MDS prognostic scoring systems – past, present, and future.
- Author(s): Jonas, Brian A
- Greenberg, Peter L
- et al.
Published Web Locationhttps://doi.org/10.1016/j.beha.2014.11.001
The myelodysplastic syndromes (MDS) are a heterogeneous group of clonal myeloid haemopathies characterized by defective differentiation of haematopoietic cells and expansion of the abnormal clone. This leads to bone marrow failure with the resulting peripheral blood cytopenias and evolution to or toward acute myeloid leukaemia that characterize MDS clinically. The clinical heterogeneity of MDS has led several groups to analyze patient and clinical characteristics to develop prognostic scoring systems yielding estimates of overall and leukaemia-free survival to guide clinical decision-making. These models have evolved over time as our understanding of the pathogenesis, natural history, and treatment of MDS has improved.
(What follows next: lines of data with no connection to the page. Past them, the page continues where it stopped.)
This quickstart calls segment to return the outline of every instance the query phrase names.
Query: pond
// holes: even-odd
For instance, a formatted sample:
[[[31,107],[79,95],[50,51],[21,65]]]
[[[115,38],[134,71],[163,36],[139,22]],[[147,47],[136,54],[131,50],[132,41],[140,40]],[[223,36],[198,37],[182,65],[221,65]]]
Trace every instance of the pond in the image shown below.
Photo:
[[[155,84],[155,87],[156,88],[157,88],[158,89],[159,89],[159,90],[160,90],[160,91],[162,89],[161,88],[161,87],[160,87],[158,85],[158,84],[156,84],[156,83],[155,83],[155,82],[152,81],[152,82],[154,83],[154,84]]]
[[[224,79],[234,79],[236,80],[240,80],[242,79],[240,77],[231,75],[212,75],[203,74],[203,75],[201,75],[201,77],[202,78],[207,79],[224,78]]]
Rapid advances in flow cytometric analysis, adjuncts to standard metaphase cytogenetics, and gene mutation analysis are revolutionizing our understanding of MDS pathogenesis and prognosis. Despite the existence of multiple well-validated prognostic scoring systems, further refinements of current models with these new sources of prognostic data are needed and are described herein.